Trump has now signaled his support for the House GOP’s replacement of the Affordable Care Act (ACA), shepherded by House Speaker Paul Ryan. The legislation, unveiled March 6, would do away with the individual mandate, replacing it with refundable tax credits for individuals to purchase their own insurance. It would also retool Medicaid and defund Planned Parenthood. It seeks to maintain the protections for people with pre-existing conditions, the same as the ACA, but would allow insurers to charge higher premiums to individuals whose coverage has lapsed.

The USCCB is studying the proposal, but made clear its own criteria in a March 8 letter to congressional leaders that any repeal of legislation needs to be concurrent with replacement legislation. The letter stated that any health care reform must respect human life and dignity, honor conscience rights, ensure universal access for all, including for those left out of the Affordable Care Act, be truly affordable, and be comprehensive and of high quality.

Catholics will have to closely scrutinize the president’s policies as the administration rolls them out. For his part, Carr said that some items in Trump’s speech left him “impressed and encouraged,” but a number of them fell short of Catholic social teaching.

Carr found it particularly concerning that Trump mentioned neither the plight of unborn children nor religious liberty in the course of an hour of laying out his priorities. Those two particular areas of concern for the Church, he said, were deciding factors in the last election for “a lot of Catholics [who] supported him.”

He also argued that cutting domestic programs the poor rely upon in order to pay for these policies, or Trump’s plan to divert $50 billion of foreign aid to military spending, would violate the Church’s teaching on human solidarity.

“You can rightfully say that we have an obligation to our sisters and brothers in this country,” he said. “But it is wrong to say that we don’t have an obligation to the children of God around the world who are suffering from hunger, persecution or desperate poverty.”

 

Moving Forward

As the Church dialogues with the administration, Gutierrez, of the Archdiocese of Omaha, explained that the bishops will have to resist the temptation to speak out on policies before they closely assess them. The Church, he said, will have to address Trump’s “America first” nationalism by clearly showing its teachings both on the duty of government to care for the common good and its obligations to human solidarity.

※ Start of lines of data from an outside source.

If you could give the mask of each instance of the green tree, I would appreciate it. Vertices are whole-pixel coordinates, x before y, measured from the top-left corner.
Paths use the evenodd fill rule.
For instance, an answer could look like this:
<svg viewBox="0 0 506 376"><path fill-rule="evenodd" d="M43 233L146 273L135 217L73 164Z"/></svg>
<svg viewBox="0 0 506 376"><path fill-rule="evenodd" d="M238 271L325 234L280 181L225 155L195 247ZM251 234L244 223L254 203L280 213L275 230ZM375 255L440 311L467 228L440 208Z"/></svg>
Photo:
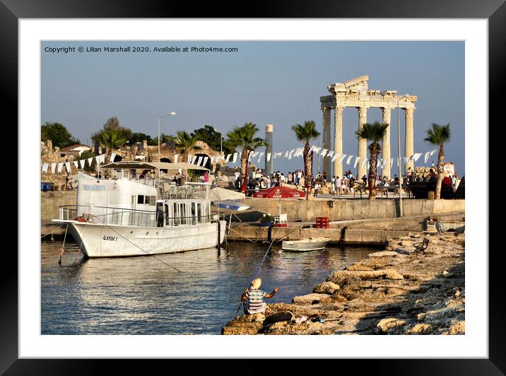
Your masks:
<svg viewBox="0 0 506 376"><path fill-rule="evenodd" d="M248 176L248 156L249 151L254 151L260 146L266 145L265 140L255 137L259 131L257 125L249 122L245 123L242 127L235 127L227 134L230 145L234 148L240 148L241 152L241 192L246 192L246 178Z"/></svg>
<svg viewBox="0 0 506 376"><path fill-rule="evenodd" d="M449 141L449 123L447 125L439 125L433 123L432 127L427 130L427 137L425 141L440 147L437 155L437 180L436 180L435 199L441 198L441 184L443 178L443 168L445 166L445 143Z"/></svg>
<svg viewBox="0 0 506 376"><path fill-rule="evenodd" d="M367 184L369 187L369 199L376 199L376 169L377 166L377 156L381 153L380 141L383 139L389 124L375 122L373 124L365 123L363 127L355 132L359 139L365 139L372 143L369 146L370 153L369 163L369 177Z"/></svg>
<svg viewBox="0 0 506 376"><path fill-rule="evenodd" d="M297 139L304 143L304 182L306 188L311 191L313 179L313 152L308 155L310 151L310 141L312 139L317 139L319 132L316 130L316 124L313 120L304 122L304 125L300 124L292 126L292 130L295 133Z"/></svg>
<svg viewBox="0 0 506 376"><path fill-rule="evenodd" d="M132 136L131 130L129 128L126 128L119 125L119 120L118 120L117 117L110 117L107 119L105 124L102 126L101 130L95 132L91 135L91 139L94 143L101 143L101 140L102 139L102 134L105 131L111 131L117 132L119 136L120 136L122 139L125 139L125 141L129 141Z"/></svg>
<svg viewBox="0 0 506 376"><path fill-rule="evenodd" d="M46 123L40 126L40 139L44 142L51 140L53 146L66 148L76 143L81 143L68 131L66 127L60 123Z"/></svg>

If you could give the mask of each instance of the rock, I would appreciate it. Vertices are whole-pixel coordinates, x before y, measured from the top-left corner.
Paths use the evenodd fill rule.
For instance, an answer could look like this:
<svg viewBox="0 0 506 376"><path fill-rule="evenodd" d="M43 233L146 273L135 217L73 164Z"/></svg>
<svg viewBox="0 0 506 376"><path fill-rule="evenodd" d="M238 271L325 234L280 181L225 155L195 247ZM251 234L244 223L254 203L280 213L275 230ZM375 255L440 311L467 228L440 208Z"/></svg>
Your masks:
<svg viewBox="0 0 506 376"><path fill-rule="evenodd" d="M388 333L388 331L396 327L404 326L406 321L399 320L395 318L382 319L376 324L377 333Z"/></svg>
<svg viewBox="0 0 506 376"><path fill-rule="evenodd" d="M367 257L396 257L397 256L399 256L399 253L394 251L382 251L379 252L370 253L369 254L367 254Z"/></svg>
<svg viewBox="0 0 506 376"><path fill-rule="evenodd" d="M336 290L339 290L339 288L341 288L339 285L336 284L334 282L324 282L314 287L313 293L331 295L335 293Z"/></svg>
<svg viewBox="0 0 506 376"><path fill-rule="evenodd" d="M329 299L328 294L307 294L302 296L295 296L293 298L293 304L298 304L302 305L310 305L312 304L317 304L322 301L322 299Z"/></svg>

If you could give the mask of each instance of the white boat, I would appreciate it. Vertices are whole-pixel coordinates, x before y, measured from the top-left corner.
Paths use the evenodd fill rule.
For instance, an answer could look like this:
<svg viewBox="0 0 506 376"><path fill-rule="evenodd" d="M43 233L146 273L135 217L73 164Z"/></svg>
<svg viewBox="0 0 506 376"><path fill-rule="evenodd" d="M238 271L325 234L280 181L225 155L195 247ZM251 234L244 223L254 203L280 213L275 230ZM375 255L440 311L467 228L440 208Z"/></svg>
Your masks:
<svg viewBox="0 0 506 376"><path fill-rule="evenodd" d="M283 251L289 252L309 252L324 249L329 237L307 237L300 240L283 240L282 247Z"/></svg>
<svg viewBox="0 0 506 376"><path fill-rule="evenodd" d="M77 204L60 206L85 256L114 257L158 254L219 246L226 222L211 211L209 183L177 184L160 179L161 170L207 170L188 163L117 162L100 166L114 178L78 177ZM153 177L131 171L154 170ZM168 174L167 174L168 175Z"/></svg>

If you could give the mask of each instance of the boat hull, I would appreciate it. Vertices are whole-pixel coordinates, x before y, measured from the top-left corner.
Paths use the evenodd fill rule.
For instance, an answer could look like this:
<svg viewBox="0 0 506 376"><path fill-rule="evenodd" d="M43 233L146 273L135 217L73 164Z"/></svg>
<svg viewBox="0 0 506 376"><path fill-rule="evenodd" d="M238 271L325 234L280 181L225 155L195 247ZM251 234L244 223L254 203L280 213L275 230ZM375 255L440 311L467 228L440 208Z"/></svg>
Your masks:
<svg viewBox="0 0 506 376"><path fill-rule="evenodd" d="M283 251L304 252L310 251L319 251L325 249L328 240L319 242L301 242L298 240L285 240L282 243Z"/></svg>
<svg viewBox="0 0 506 376"><path fill-rule="evenodd" d="M160 254L216 247L226 222L172 227L139 227L83 222L69 223L69 234L88 257ZM220 237L218 240L218 229Z"/></svg>

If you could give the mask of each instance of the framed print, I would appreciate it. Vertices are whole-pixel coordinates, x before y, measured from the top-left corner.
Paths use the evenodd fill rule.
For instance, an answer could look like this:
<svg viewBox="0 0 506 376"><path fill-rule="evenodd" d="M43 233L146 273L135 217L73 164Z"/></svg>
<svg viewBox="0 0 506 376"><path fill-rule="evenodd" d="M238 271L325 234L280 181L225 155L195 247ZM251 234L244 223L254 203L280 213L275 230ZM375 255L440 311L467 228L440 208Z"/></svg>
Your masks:
<svg viewBox="0 0 506 376"><path fill-rule="evenodd" d="M255 18L0 5L20 176L2 372L248 357L505 372L484 177L500 173L488 124L505 6L293 3L255 6ZM319 131L300 136L312 124ZM375 124L388 131L364 135ZM237 141L247 129L252 141ZM211 200L214 185L230 196ZM271 186L286 198L256 196ZM201 235L184 229L208 225L211 242L188 245ZM290 252L322 234L326 248ZM255 316L259 276L272 304Z"/></svg>

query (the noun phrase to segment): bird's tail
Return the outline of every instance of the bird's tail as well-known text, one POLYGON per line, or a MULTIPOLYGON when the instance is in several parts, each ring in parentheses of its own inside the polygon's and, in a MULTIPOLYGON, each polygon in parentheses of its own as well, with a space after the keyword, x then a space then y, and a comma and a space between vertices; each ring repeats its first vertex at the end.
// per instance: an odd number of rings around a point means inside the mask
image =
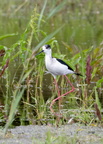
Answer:
POLYGON ((79 73, 77 73, 77 72, 75 72, 75 74, 76 74, 77 76, 83 76, 82 74, 79 74, 79 73))

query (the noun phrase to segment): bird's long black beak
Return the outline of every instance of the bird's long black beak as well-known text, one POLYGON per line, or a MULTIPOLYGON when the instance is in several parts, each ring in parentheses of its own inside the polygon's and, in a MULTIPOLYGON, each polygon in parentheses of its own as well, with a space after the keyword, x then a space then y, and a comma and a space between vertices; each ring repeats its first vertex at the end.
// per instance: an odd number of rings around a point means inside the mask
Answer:
POLYGON ((41 52, 37 53, 35 56, 39 55, 40 53, 44 52, 44 50, 42 50, 41 52))

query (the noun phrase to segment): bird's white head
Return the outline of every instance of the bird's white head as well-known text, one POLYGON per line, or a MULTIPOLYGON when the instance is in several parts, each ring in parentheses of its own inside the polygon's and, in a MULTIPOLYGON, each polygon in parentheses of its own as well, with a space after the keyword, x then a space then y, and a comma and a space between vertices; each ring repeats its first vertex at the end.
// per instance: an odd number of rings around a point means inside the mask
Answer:
POLYGON ((50 47, 50 45, 44 45, 44 46, 42 47, 42 50, 43 50, 43 52, 44 52, 45 54, 51 54, 51 47, 50 47))
POLYGON ((42 51, 37 53, 35 56, 39 55, 42 52, 44 52, 46 55, 51 55, 51 47, 50 47, 50 45, 44 45, 42 47, 42 51))

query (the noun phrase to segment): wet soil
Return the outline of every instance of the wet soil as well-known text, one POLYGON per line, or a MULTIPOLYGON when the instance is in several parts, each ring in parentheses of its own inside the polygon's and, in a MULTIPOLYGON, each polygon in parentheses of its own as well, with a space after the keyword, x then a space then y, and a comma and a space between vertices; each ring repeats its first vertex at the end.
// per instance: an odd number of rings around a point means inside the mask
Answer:
POLYGON ((103 144, 103 128, 80 124, 28 125, 9 129, 6 136, 0 130, 0 144, 103 144))

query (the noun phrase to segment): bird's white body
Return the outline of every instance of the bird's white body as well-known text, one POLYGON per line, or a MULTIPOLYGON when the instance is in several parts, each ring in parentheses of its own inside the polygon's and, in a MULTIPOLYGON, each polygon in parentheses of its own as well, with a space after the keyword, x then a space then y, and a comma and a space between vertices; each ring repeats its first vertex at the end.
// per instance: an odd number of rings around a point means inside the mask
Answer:
POLYGON ((49 73, 51 73, 54 76, 54 78, 56 78, 57 75, 75 73, 73 70, 68 69, 68 65, 66 65, 66 63, 63 64, 60 61, 58 61, 59 59, 52 58, 51 49, 46 49, 46 47, 43 46, 43 52, 45 53, 45 66, 49 73))
MULTIPOLYGON (((54 113, 54 110, 52 109, 53 104, 55 103, 55 101, 61 99, 61 97, 73 92, 75 90, 74 86, 72 85, 72 83, 69 81, 68 77, 66 76, 66 74, 70 74, 70 73, 74 73, 76 75, 80 75, 81 74, 75 72, 69 65, 67 65, 64 61, 62 61, 61 59, 56 59, 56 58, 52 58, 52 51, 50 48, 50 45, 44 45, 42 47, 42 51, 39 52, 38 54, 44 52, 45 53, 45 65, 46 68, 48 70, 49 73, 51 73, 55 79, 55 85, 56 85, 56 89, 58 92, 58 97, 56 99, 54 99, 50 105, 50 110, 52 113, 54 113), (66 92, 65 94, 60 94, 59 88, 58 88, 58 84, 56 81, 56 76, 57 75, 64 75, 65 78, 67 79, 67 82, 70 84, 70 86, 72 87, 72 89, 68 92, 66 92)), ((36 55, 38 55, 36 54, 36 55)), ((60 109, 60 103, 59 103, 59 109, 60 109)), ((55 113, 54 113, 55 114, 55 113)), ((57 114, 55 114, 57 115, 57 114)))

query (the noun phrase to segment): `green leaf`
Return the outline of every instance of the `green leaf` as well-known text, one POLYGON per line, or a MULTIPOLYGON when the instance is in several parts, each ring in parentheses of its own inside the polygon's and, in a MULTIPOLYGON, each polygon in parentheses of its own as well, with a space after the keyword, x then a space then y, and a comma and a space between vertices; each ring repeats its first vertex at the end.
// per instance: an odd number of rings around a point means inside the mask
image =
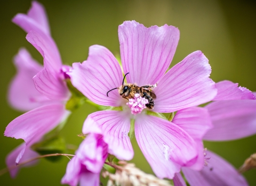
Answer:
POLYGON ((80 107, 85 100, 85 97, 78 97, 75 95, 72 95, 66 104, 66 108, 67 110, 74 111, 80 107))
POLYGON ((77 134, 78 137, 83 138, 83 139, 85 139, 86 138, 86 137, 88 136, 88 134, 84 134, 83 133, 81 133, 81 134, 77 134))
POLYGON ((151 116, 160 117, 160 118, 162 118, 162 119, 164 119, 164 120, 168 120, 167 119, 167 118, 162 113, 158 113, 158 112, 154 112, 150 111, 147 111, 146 113, 148 115, 151 115, 151 116))
POLYGON ((115 158, 115 156, 114 155, 113 155, 110 154, 108 154, 108 160, 109 162, 112 163, 112 162, 113 161, 115 158))
MULTIPOLYGON (((66 150, 65 141, 59 136, 44 139, 43 141, 32 145, 31 148, 41 155, 55 153, 63 154, 66 150)), ((45 157, 51 162, 56 162, 61 158, 62 156, 45 157)))
POLYGON ((110 172, 111 174, 115 174, 116 173, 116 170, 115 168, 111 167, 110 165, 108 165, 108 164, 104 164, 104 165, 103 167, 109 172, 110 172))

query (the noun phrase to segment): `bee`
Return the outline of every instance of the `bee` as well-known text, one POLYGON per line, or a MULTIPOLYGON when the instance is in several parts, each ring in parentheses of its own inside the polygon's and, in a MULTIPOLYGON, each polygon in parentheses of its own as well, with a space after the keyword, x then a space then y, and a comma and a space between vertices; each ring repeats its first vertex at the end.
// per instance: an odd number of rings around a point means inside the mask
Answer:
POLYGON ((153 109, 155 105, 153 99, 156 99, 156 96, 151 89, 156 86, 155 85, 145 85, 140 87, 135 84, 125 83, 124 84, 125 77, 129 73, 129 72, 124 75, 122 84, 119 87, 115 88, 108 91, 107 92, 107 96, 108 97, 108 92, 110 91, 115 89, 118 89, 118 93, 120 96, 129 100, 129 99, 133 98, 135 94, 139 94, 140 96, 148 100, 148 103, 146 105, 146 106, 148 108, 153 109))

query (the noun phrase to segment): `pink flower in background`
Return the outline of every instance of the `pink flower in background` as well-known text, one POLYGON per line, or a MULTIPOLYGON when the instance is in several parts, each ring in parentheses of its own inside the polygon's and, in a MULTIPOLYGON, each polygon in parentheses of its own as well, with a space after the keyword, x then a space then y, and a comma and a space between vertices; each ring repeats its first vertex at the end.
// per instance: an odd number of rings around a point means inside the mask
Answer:
MULTIPOLYGON (((153 90, 156 99, 152 111, 172 112, 207 102, 216 95, 214 83, 209 78, 211 67, 200 51, 190 54, 165 74, 178 45, 177 28, 167 25, 147 28, 134 21, 125 21, 119 26, 118 34, 124 72, 130 73, 127 83, 139 87, 157 84, 153 90)), ((109 153, 121 159, 132 158, 128 133, 131 120, 134 119, 137 142, 157 176, 173 178, 181 166, 197 155, 194 140, 179 126, 148 115, 145 110, 132 114, 117 90, 107 96, 122 84, 123 73, 106 48, 90 47, 87 61, 74 63, 68 74, 73 84, 92 101, 122 107, 122 111, 91 114, 84 124, 83 133, 103 135, 109 153)))
MULTIPOLYGON (((210 103, 205 108, 209 113, 210 120, 205 117, 204 121, 200 121, 203 115, 197 115, 197 112, 191 110, 189 114, 178 111, 173 122, 188 132, 194 139, 196 136, 193 133, 201 133, 198 141, 201 143, 202 139, 230 140, 256 133, 256 100, 253 93, 245 88, 237 87, 237 83, 229 81, 218 82, 216 87, 218 94, 213 100, 217 101, 210 103), (207 123, 210 121, 212 127, 204 132, 199 130, 202 128, 196 127, 197 125, 203 125, 203 123, 207 123)), ((203 158, 198 158, 193 166, 182 168, 190 185, 248 185, 245 178, 228 162, 210 150, 204 152, 206 156, 204 157, 202 149, 198 149, 199 152, 201 151, 201 156, 198 157, 203 158), (201 166, 199 170, 195 168, 195 165, 203 165, 204 159, 206 161, 205 166, 201 166)), ((174 177, 174 185, 186 185, 181 183, 182 179, 178 174, 174 177)))
POLYGON ((8 92, 8 100, 14 108, 29 111, 50 100, 35 88, 33 78, 43 67, 25 48, 14 57, 17 73, 12 79, 8 92))
MULTIPOLYGON (((50 36, 43 6, 33 2, 27 14, 18 14, 13 21, 29 32, 27 39, 43 56, 44 67, 24 49, 20 50, 14 59, 18 73, 10 87, 9 102, 15 108, 30 111, 13 120, 6 128, 5 136, 22 139, 26 144, 9 154, 6 158, 9 167, 36 156, 30 150, 31 145, 39 141, 69 114, 65 109, 65 102, 70 93, 64 81, 60 56, 50 36)), ((11 176, 14 177, 17 172, 18 168, 11 171, 11 176)))
POLYGON ((82 142, 76 156, 68 163, 61 183, 75 186, 98 186, 100 173, 108 156, 107 145, 101 135, 90 134, 82 142))

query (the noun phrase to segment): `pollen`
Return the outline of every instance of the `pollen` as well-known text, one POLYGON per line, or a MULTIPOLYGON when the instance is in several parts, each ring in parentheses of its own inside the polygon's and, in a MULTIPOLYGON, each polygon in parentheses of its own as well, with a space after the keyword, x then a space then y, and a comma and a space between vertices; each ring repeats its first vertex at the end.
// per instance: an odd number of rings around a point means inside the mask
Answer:
POLYGON ((147 108, 146 105, 148 104, 148 100, 142 97, 139 94, 135 94, 133 98, 129 99, 129 102, 126 103, 131 109, 132 114, 140 114, 144 108, 147 108))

Trump’s concepts of “fair trade” need to be closely examined to make sure that they are both good for the U.S. and for other countries that may have more fragile economies, he added.

Above all, he said, the bishops will have to be savvy in navigating the polarized national scene, so the Church’s message does not get dismissed as partisan politicking.

“As much as possible, [the bishops] need to craft their messages, so they appeal to the Gospel and the Church’s teaching principles and that they don’t follow the timeline of the political news cycle.”

 

Peter Jesserer Smith is a Register staff reporter.